Viability also depends on development economics. Even when the practical market and pricing logic appear attractive, the cost of late-stage clinical trials must be weighed against the probability of success at each phase, adjusted for the indication, modality, patient population, competitive intensity, and available regulatory incentives. A phase III program in a broad indication can consume capital and years of development while still facing uncertain approval, intense competition, and limited pricing power. By contrast, a phase II program in an orphan indication may offer a stronger economic profile than its small population suggests. Smaller trials, regulatory incentives, potential tax advantages, protocol support, market exclusivity, higher penetration, and premium pricing can reduce development burden and expand the profit window. The path requires confidence that the indication is truly orphan and that the premium will hold against future competition or policy changes.
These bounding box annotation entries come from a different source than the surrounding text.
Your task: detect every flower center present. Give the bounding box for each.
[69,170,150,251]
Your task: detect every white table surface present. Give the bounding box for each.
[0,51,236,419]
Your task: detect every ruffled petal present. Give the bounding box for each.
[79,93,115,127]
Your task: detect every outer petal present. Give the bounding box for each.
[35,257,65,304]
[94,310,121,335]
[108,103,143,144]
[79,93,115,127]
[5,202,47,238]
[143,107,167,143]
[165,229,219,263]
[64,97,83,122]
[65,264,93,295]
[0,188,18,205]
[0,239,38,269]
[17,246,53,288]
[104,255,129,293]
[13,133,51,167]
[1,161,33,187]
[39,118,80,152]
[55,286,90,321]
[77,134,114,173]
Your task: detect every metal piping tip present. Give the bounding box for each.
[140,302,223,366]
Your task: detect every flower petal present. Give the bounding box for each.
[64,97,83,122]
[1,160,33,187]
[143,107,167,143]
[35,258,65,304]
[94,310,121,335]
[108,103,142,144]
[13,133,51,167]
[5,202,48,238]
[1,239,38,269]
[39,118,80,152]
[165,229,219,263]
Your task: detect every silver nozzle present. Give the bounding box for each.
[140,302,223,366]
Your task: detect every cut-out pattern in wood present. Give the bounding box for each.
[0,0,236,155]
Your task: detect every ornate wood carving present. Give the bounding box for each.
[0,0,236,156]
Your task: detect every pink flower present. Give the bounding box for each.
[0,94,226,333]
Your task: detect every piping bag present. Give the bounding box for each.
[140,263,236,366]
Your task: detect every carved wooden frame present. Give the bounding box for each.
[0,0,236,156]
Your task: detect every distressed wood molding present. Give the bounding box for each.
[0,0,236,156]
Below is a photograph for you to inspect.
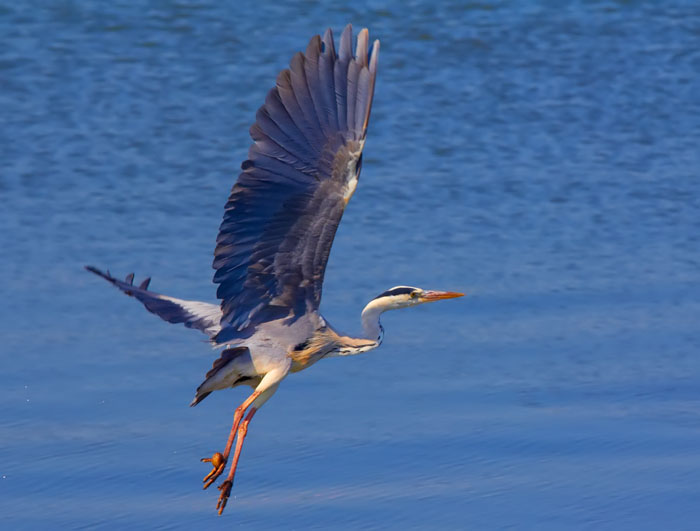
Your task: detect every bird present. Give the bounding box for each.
[85,24,463,515]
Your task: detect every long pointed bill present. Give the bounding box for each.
[421,291,464,302]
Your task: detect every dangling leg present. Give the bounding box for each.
[216,380,286,515]
[201,391,260,489]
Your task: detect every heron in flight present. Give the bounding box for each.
[87,25,462,514]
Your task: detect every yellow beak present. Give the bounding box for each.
[421,291,464,302]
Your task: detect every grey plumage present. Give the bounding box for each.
[213,26,379,343]
[85,266,221,338]
[87,25,462,514]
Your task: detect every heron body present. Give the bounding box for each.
[87,25,462,514]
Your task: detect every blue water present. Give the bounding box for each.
[0,0,700,530]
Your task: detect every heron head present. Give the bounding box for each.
[372,286,464,310]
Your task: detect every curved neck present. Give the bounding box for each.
[362,300,387,343]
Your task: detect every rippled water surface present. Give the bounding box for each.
[0,0,700,530]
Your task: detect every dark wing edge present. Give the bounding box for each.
[213,25,379,343]
[85,266,221,338]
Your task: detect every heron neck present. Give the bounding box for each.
[362,301,385,343]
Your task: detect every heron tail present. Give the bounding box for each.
[190,347,260,407]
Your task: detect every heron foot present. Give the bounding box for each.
[201,452,226,490]
[216,479,233,516]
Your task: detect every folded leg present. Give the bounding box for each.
[216,383,279,515]
[201,391,261,489]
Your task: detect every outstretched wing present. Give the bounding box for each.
[85,266,221,338]
[213,25,379,343]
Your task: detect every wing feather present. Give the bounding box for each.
[213,25,379,343]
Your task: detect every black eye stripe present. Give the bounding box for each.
[375,288,416,299]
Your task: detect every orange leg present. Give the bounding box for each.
[201,391,260,490]
[216,407,257,515]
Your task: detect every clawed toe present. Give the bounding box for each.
[216,479,233,516]
[201,452,226,489]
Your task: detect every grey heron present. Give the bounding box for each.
[87,25,462,514]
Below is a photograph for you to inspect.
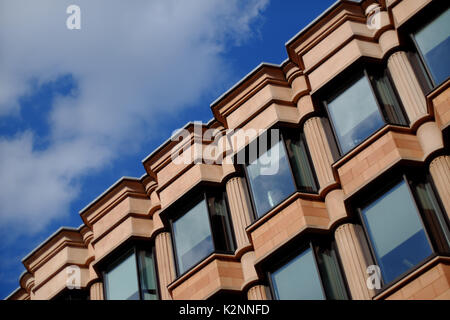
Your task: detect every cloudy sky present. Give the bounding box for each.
[0,0,334,298]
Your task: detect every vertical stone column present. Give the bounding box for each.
[226,177,251,250]
[303,117,335,189]
[90,281,105,300]
[387,51,427,124]
[430,155,450,219]
[334,223,375,300]
[247,284,267,300]
[155,232,175,300]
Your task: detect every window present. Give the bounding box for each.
[172,192,234,274]
[246,129,317,217]
[323,70,408,155]
[103,248,158,300]
[269,244,347,300]
[412,9,450,86]
[360,176,449,284]
[52,288,89,301]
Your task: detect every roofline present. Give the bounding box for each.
[3,287,22,300]
[210,61,285,108]
[141,118,208,164]
[19,224,84,262]
[79,174,141,215]
[285,0,342,47]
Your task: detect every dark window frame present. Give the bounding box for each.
[316,60,410,156]
[166,185,236,278]
[405,3,450,91]
[354,168,450,294]
[263,239,351,300]
[101,241,161,300]
[241,125,320,223]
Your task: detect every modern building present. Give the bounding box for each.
[7,0,450,300]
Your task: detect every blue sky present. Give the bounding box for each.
[0,0,334,298]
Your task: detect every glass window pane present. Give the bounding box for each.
[271,248,325,300]
[415,9,450,85]
[106,252,139,300]
[139,251,158,300]
[247,141,296,217]
[371,72,408,125]
[173,200,214,274]
[362,181,432,283]
[413,182,450,252]
[286,134,317,192]
[328,76,384,153]
[208,194,234,251]
[315,246,347,300]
Viability also includes competitive durability and timing. Patents provide a limited window of protection, and the competitive landscape can shift while an asset is still in development. A scientifically and clinically sound program may face economic failure if market dynamics change before launch, if a faster competitor captures the intended positioning, or if the remaining exclusivity window is too short.

As with desirability and feasibility, viability is not only assessed; it can also be constructed. Teams assess viability by mapping development cost, realistic revenue potential, reimbursement environment, timing, competitive durability, and remaining value window. They build viability through strategic choices that improve the economic profile of the program: narrowing the label, selecting an accelerated pathway, generating pharmacoeconomic evidence early, partnering at the right point, or redesigning the trial to reduce cost or time.

When viability reveals a gap, the practical response is to identify which economic assumption is failing and which strategic lever could change it, before defaulting to continuation or abandonment.

For therapeutic development, viability is the link between scientific and clinical progress and the long-term value needed to sustain the program.

Applying DFV as a biotech decision architecture

The value of the DFV framework is strongest when desirability, feasibility, and viability are assessed in parallel.

A biotech program can be scientifically compelling and still need a clearer clinical use case, a stronger execution path, or a more credible route to value. Looking at the three dimensions in parallel helps teams identify those needs early, while there is still room to adapt the development strategy.

When only two of the three pillars hold, the gap is rarely a reason to stop. It points to a specific strategic pivot, summarized below.

Before advancing a program into a major value-inflection stage, teams can use a simple test:

1. Desirability: Who will value this therapy, and why?
2. Feasibility: What must be produced, validated, scaled, documented, or operationalized to develop it?
3. Viability: What strategic, financial, or commercial logic supports continued investment?

The strength of a program depends on how clearly each answer can be supported by evidence. For biotech, desirability, feasibility, and viability become a practical decision architecture for connecting science, development, stakeholder needs, and long-term value.